There is uncertainty about the added value of cotinine measurement to assess smoking status.[25] We found about 94% of daily smokers who did not use smokeless nicotine products had cotinine concentrations ≥ 30 nmol/l. About 98% of non-smokers who did not use smokeless nicotine products had cotinine concentrations below cut-off. A study measuring cotinine in cord serum found cotinine concentrations above cut-off (80 nmol/l (14 ng/ml)) among 88% of women reporting daily smoking and cotinine concentrations below cut-off among 96% of women reporting non-smoking.[29] However, studies have found that 23–26% of pregnant smokers did not report that they smoked when comparing self-report with cotinine concentrations.[4, 6, 30]

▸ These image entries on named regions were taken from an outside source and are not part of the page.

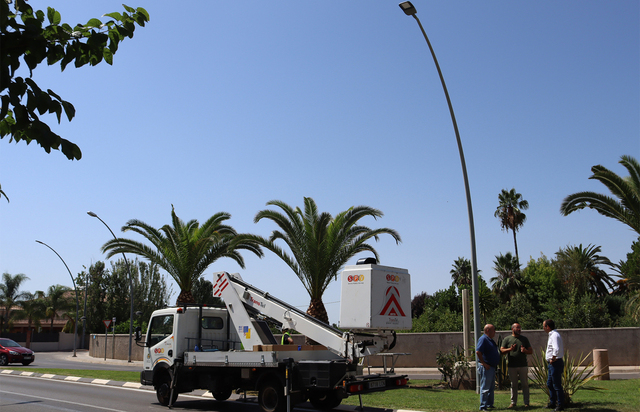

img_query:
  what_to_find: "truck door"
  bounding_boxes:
[144,314,176,370]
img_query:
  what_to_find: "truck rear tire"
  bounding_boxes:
[156,374,178,406]
[211,389,233,402]
[309,391,342,411]
[258,379,287,412]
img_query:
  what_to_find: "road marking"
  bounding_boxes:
[64,376,82,382]
[0,391,126,412]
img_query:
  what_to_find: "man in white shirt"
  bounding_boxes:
[542,319,564,411]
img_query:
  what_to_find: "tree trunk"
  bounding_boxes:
[176,290,196,306]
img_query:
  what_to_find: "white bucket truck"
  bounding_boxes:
[136,258,411,412]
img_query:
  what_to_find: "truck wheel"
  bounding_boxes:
[309,391,342,411]
[156,374,178,406]
[212,389,233,402]
[258,381,287,412]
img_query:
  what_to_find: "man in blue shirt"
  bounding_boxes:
[476,324,500,411]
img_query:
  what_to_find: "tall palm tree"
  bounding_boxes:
[555,244,615,296]
[0,272,29,331]
[15,292,46,348]
[493,188,529,262]
[254,197,401,323]
[490,252,522,302]
[44,285,74,333]
[560,156,640,235]
[102,206,263,304]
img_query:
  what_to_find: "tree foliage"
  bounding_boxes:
[493,188,529,260]
[102,206,262,303]
[560,156,640,235]
[0,272,29,332]
[0,0,149,160]
[254,197,401,323]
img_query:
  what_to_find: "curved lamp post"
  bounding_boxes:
[36,240,79,358]
[87,211,133,362]
[399,1,481,385]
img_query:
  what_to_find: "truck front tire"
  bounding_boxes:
[156,374,178,406]
[258,379,287,412]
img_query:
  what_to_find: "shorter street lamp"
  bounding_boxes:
[87,211,133,362]
[36,240,80,358]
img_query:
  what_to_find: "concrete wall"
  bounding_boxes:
[89,328,640,368]
[89,333,144,361]
[376,328,640,367]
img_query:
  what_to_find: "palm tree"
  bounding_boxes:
[493,188,529,262]
[254,197,401,323]
[44,285,73,333]
[490,252,522,302]
[560,156,640,234]
[102,206,263,304]
[15,292,46,348]
[449,257,482,289]
[0,272,29,331]
[555,244,615,296]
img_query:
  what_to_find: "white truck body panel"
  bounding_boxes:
[340,264,412,330]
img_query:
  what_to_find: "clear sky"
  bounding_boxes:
[0,0,640,322]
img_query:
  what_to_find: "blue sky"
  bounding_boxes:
[0,0,640,322]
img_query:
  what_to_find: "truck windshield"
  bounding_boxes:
[147,315,173,346]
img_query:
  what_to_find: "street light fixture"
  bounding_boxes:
[36,240,79,358]
[399,1,480,388]
[87,211,133,362]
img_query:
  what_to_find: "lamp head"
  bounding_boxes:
[399,1,418,16]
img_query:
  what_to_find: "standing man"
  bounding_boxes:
[500,323,533,409]
[476,324,500,411]
[542,319,564,411]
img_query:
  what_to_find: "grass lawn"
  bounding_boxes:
[342,379,640,412]
[5,366,640,412]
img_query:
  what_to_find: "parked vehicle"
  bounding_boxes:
[0,338,36,366]
[136,261,411,412]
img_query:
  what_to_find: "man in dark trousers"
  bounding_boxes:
[500,323,533,409]
[542,319,564,411]
[476,324,500,411]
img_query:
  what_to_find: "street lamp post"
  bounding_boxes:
[87,211,133,362]
[36,240,80,358]
[399,1,480,389]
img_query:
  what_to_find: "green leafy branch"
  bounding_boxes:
[0,0,149,160]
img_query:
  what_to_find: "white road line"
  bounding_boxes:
[64,376,82,382]
[0,390,126,412]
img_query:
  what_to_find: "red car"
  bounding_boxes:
[0,338,36,366]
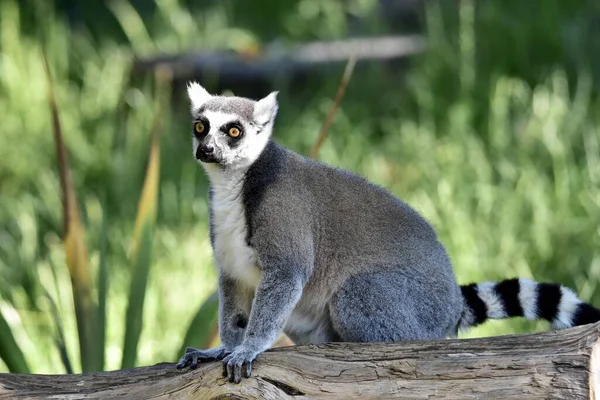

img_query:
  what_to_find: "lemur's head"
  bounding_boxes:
[188,82,278,169]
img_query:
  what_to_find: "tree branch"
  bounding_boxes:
[0,323,600,399]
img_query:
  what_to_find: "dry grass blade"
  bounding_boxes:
[43,53,103,372]
[310,56,356,158]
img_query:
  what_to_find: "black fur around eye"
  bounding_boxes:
[221,122,244,139]
[192,118,210,136]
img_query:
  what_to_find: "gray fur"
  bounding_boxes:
[179,85,464,382]
[178,84,600,382]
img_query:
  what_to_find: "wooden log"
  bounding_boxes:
[0,323,600,399]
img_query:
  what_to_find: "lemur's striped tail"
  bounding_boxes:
[459,278,600,329]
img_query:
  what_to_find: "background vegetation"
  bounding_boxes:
[0,0,600,373]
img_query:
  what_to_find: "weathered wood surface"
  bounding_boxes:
[0,324,600,400]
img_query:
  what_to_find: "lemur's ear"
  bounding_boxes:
[253,92,279,125]
[188,82,212,111]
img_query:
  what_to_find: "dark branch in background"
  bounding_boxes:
[134,35,426,81]
[310,56,356,158]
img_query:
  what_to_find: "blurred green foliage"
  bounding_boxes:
[0,0,600,373]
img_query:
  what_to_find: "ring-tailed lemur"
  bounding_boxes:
[177,83,600,382]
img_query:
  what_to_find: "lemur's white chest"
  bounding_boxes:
[211,182,262,288]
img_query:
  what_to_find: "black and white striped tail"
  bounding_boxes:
[459,278,600,329]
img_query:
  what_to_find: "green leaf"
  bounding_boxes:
[121,71,171,368]
[121,221,153,369]
[45,291,73,374]
[43,54,103,372]
[98,197,109,369]
[0,312,29,373]
[177,290,219,357]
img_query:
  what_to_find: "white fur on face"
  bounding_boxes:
[193,111,272,175]
[187,82,212,115]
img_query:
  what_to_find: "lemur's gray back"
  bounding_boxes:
[178,83,600,382]
[243,141,463,336]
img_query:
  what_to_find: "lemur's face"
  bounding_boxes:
[188,83,277,169]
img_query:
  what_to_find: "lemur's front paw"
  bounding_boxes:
[177,346,229,369]
[223,347,258,383]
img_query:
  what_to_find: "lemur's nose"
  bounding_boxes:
[200,144,215,154]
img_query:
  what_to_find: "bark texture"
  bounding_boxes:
[0,323,600,400]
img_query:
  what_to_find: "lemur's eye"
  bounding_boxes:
[194,121,209,133]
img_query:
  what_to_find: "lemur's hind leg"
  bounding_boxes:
[330,270,463,342]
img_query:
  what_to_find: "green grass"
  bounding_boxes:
[0,0,600,373]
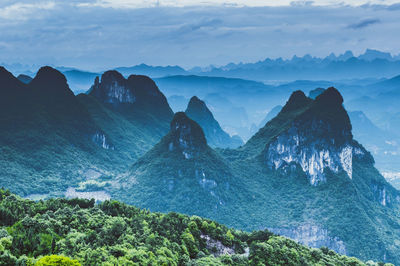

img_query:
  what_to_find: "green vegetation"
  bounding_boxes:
[0,190,388,266]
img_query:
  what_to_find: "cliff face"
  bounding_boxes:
[168,112,207,159]
[88,70,173,123]
[264,88,366,185]
[268,224,346,255]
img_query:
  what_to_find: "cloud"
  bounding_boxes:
[0,0,400,71]
[0,1,55,20]
[347,18,381,30]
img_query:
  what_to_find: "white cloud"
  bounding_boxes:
[0,2,55,20]
[78,0,400,8]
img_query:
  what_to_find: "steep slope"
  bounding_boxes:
[0,189,378,266]
[258,105,283,128]
[113,112,246,228]
[185,96,243,148]
[0,67,172,198]
[17,74,32,84]
[222,88,400,263]
[0,67,108,195]
[88,70,173,129]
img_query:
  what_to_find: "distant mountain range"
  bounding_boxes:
[110,88,400,262]
[0,67,400,263]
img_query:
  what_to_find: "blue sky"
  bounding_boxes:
[0,0,400,70]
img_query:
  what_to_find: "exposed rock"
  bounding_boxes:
[92,132,114,150]
[264,88,366,185]
[308,88,325,100]
[169,112,207,159]
[268,224,346,255]
[200,234,235,256]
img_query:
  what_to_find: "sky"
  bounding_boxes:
[0,0,400,71]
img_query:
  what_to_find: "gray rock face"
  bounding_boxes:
[168,112,207,159]
[268,224,346,255]
[264,88,367,186]
[265,121,364,185]
[200,234,235,256]
[90,71,136,104]
[185,96,243,148]
[92,132,114,150]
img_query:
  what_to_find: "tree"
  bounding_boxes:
[35,255,81,266]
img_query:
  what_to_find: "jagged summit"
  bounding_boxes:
[17,74,32,84]
[89,70,169,104]
[282,90,312,112]
[128,75,162,97]
[308,88,325,100]
[185,96,212,116]
[88,70,173,120]
[168,112,207,159]
[28,66,74,98]
[89,70,136,104]
[264,87,367,185]
[185,96,243,148]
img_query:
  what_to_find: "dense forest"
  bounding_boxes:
[0,190,388,266]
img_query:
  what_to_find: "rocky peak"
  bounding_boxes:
[264,87,366,185]
[17,74,32,84]
[282,90,312,112]
[308,88,325,100]
[89,70,136,104]
[168,112,207,159]
[0,66,20,89]
[28,66,74,100]
[186,96,210,113]
[128,75,162,97]
[185,96,243,148]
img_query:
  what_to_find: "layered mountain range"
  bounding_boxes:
[0,67,400,263]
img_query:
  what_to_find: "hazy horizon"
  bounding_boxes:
[0,0,400,71]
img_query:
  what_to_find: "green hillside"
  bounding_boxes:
[0,190,383,266]
[0,67,173,198]
[110,88,400,263]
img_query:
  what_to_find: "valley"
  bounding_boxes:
[0,67,400,264]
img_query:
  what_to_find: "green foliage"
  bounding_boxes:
[35,255,81,266]
[0,190,384,266]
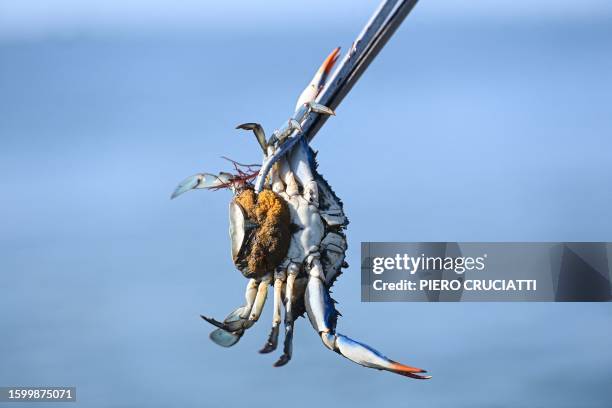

A study showed an overestimation of the odds ratio for small for gestational age as well as the smoking related reduction in birth weight, when comparing results before and after reclassification of smokers based on cotinine measurement around gestational week 28. However, it did not alter the directions of the associations.[6] Other studies of pregnant women comparing self-reported smoking status with cotinine values have found self-report to be a poor indicator of smoking status with sensitivity of 47.4% and 89.5% and specificity of 94.9% and 65.3%.[31, 32]

Occasional smokers

A Norwegian study measuring umbilical cord serum cotinine at delivery as fetal exposure to tobacco products, indicated a considerable interindividual variation in fetal nicotine exposure among newborns of occasional smoking mothers, with 46% having cotinine values above the chosen cut-off.[29] In our study 66% of the occasional smokers had cotinine concentrations above cut-off. This might be explained by variable time span since the last cigarette in occasional smokers.

Conclusion

In conclusion, we showed self-reported smoking status in pregnancy in a sub-study of a large cohort study to have a sensitivity of 82% and a specificity of 99% at plasma cotinine cut-off 30 nmol/l. Our results indicate that self-reported smoking is a valid marker for tobacco exposure in the MoBa cohort.